Neste particular, simpatias e antipatias do autor comparecem às lembranças pessoais do autor sem disfarces, nem sequer o da falsa modéstia. Essa característica do texto, além de sua qualidade literária indiscutível e de sua verve contagiante, torna a experiência pessoal de quem o lavrou algo útil a quem o deletra. Neste livro, o leitor encontra o encanto que o dom de escrever confere às memórias de poucos homens ilustres que se aventuram à difícil missão de falar de si mesmos. Esse dom faltou a Paulo Duarte, de vida relevante, mas narrada sem parcimônia e com enfado, assim como sobrou em Pedro Nava, que, ao recordar com brilho uma vida comum, expôs o gozoso mistério da boa literatura: menos importa a história a contar que o jeito de narrá-la. Recorrendo a exemplo mais remoto e clássico, é ainda o caso exemplar de Joaquim Nabuco, de cuja obra-prima, Minha formação, padre Ávila transpôs o título para um capítulo, reservando-se a um instante de humor, soltando numa notinha de pé de página a sutil (e gentil) boutade: "Joaquim Nabuco me desculpe, se, cem anos depois, me aproprio do título de sua obra imortal." Revela a anedota mais que sense of humour de quem a criou, a humildade do reconhecimento do pecado (do furto), embora com a atenuante de ser este venial, tornando-se, então, paradoxalmente quase uma virtude.

O pecado da pobreza - Paradoxo e pecado mortais na edição deste original livro de memórias, no qual um diário remoto é anexado ao fim de cada capítulo recém-escrito, é o de sua pobreza. A capa, com as duas mãos em súplica dirigidas a um bólido solar, lembra aqueles folhetos tão bem-intencionados quanto mal realizados graficamente distribuídos aos fiéis nas missas de domingo. A diagramação é mais coerente com a capa modesta que com o nível do texto. E a revisão podia ter sido bem menos negligente.

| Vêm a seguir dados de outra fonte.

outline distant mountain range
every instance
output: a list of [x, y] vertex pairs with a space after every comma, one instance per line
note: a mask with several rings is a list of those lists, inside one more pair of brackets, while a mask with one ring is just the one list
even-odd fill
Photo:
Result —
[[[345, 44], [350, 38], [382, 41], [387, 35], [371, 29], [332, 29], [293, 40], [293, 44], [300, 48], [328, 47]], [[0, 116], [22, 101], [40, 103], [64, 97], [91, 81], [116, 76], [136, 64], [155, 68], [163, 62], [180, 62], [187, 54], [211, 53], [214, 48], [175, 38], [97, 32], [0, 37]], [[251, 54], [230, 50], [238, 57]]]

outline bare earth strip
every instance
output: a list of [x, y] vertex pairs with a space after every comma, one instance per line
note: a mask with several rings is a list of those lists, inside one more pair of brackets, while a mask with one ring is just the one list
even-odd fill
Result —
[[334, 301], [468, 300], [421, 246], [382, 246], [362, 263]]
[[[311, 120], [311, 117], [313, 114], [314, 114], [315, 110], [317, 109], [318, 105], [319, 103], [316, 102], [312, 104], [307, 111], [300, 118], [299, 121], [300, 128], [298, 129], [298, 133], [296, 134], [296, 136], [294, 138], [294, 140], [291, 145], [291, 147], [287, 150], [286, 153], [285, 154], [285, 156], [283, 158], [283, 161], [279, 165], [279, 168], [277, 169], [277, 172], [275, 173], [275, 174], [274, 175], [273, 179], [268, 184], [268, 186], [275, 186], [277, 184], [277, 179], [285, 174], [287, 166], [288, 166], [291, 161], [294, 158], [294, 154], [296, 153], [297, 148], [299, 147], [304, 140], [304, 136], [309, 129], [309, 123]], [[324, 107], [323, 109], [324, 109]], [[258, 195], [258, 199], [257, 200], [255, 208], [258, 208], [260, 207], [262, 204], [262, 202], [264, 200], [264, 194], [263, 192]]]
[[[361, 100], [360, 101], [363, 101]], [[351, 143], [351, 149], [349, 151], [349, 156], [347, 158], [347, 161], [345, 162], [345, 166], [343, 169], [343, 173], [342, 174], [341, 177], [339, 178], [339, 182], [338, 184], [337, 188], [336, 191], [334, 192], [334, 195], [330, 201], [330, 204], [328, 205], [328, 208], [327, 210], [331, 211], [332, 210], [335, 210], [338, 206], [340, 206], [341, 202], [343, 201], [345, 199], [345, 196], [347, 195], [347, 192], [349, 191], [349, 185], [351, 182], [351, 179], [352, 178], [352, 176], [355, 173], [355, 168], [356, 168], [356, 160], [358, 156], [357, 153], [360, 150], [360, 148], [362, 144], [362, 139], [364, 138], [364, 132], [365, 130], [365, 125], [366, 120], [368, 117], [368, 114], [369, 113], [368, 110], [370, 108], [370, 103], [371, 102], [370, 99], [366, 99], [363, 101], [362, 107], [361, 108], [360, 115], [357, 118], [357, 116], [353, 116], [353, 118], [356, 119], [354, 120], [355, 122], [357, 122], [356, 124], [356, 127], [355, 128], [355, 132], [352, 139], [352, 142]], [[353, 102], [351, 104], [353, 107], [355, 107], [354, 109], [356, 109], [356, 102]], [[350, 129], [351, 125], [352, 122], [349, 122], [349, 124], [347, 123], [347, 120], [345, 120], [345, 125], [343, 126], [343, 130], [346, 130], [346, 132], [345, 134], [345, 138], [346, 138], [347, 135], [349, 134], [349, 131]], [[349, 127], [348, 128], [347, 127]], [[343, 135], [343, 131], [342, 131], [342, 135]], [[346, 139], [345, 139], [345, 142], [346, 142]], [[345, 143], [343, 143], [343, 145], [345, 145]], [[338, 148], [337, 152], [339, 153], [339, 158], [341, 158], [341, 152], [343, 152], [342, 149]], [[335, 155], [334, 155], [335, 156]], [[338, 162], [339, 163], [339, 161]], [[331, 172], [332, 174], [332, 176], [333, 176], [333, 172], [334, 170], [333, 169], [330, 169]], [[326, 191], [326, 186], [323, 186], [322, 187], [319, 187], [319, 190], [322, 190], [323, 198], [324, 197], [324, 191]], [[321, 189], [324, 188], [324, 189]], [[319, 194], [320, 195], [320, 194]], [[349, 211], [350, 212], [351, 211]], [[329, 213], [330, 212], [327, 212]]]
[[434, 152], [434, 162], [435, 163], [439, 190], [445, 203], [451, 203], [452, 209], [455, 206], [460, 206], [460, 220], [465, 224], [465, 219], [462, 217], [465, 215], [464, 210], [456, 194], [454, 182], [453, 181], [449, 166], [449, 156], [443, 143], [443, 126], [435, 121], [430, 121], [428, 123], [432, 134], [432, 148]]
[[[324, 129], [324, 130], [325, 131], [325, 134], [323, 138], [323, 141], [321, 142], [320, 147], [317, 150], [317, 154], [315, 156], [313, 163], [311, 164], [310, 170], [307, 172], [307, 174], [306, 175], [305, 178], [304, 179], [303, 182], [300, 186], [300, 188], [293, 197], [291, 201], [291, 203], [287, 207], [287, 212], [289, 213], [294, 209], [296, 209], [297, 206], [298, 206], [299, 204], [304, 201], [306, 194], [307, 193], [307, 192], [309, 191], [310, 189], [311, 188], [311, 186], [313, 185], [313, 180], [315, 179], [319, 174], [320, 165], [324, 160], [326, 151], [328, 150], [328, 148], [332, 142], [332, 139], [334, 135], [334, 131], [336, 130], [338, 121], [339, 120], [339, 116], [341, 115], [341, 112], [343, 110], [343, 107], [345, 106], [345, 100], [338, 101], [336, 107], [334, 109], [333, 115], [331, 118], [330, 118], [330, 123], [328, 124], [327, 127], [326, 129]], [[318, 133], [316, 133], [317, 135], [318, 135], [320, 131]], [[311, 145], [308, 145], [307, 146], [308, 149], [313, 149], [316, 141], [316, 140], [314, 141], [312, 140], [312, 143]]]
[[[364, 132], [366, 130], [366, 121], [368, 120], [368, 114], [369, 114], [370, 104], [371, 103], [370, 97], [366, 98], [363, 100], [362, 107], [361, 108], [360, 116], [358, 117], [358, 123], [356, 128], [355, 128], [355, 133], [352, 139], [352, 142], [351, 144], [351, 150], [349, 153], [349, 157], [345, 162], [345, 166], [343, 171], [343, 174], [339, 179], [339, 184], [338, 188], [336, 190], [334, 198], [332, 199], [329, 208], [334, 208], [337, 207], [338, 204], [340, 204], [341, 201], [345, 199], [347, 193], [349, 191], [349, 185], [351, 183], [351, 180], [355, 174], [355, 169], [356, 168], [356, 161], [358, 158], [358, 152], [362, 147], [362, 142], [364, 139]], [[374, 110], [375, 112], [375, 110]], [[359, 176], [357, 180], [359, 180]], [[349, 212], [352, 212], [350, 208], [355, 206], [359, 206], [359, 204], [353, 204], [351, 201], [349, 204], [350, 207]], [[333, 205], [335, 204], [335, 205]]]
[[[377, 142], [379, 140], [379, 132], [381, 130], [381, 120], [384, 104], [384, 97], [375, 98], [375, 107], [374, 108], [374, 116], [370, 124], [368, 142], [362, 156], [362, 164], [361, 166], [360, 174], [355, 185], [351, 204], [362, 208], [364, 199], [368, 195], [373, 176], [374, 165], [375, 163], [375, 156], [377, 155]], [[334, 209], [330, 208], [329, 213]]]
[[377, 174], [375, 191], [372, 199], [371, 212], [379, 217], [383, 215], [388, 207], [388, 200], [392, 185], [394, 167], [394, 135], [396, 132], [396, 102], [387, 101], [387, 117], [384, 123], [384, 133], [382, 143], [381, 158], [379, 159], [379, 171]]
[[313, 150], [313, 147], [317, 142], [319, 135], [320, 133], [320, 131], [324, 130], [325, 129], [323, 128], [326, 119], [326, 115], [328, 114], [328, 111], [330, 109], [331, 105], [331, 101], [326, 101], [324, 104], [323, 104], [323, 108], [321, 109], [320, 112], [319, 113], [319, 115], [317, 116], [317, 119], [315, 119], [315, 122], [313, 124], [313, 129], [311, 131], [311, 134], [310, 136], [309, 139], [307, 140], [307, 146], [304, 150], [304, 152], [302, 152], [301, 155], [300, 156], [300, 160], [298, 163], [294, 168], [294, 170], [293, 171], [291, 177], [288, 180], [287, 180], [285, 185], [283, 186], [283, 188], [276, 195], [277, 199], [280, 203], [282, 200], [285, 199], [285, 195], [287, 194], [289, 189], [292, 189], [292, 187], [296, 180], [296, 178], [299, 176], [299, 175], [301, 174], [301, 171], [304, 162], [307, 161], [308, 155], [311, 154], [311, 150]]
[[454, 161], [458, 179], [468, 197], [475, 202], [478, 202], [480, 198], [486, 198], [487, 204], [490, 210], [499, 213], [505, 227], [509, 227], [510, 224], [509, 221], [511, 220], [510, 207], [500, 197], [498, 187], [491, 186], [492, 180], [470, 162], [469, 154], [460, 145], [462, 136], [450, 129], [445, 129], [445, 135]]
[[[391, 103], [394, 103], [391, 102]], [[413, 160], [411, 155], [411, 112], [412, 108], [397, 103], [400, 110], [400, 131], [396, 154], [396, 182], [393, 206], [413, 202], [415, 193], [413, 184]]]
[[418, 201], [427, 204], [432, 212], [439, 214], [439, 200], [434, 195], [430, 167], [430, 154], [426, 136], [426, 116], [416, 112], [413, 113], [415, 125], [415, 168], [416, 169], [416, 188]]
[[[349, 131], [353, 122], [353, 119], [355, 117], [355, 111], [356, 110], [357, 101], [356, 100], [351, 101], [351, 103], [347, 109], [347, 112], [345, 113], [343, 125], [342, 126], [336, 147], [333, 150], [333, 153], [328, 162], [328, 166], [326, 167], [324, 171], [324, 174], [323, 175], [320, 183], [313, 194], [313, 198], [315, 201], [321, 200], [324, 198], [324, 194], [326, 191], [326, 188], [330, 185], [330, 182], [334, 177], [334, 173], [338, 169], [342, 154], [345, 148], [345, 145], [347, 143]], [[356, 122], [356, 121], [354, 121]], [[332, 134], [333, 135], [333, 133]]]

É um pecado, que a Edusc, com as bênçãos da Academia Brasileira de Letras, tenha criado, com essa amadora displicência editorial, um obstáculo entre o leitor comum e a obra. Restam-nos a fé e a esperança paulinas de que o leitor, acautelado, releve tais defeitos e tome conhecimento de um texto de alta qualidade literária, muita decência e grande respeito - virtudes raras no cenário conturbado e grosseiro de nosso mercado editorial.

A alma de um padre - testemunho de uma vida, de Fernando Bastos de Ávila, Edusc e Academia Brasileira de Letras, 2005, 414 pp.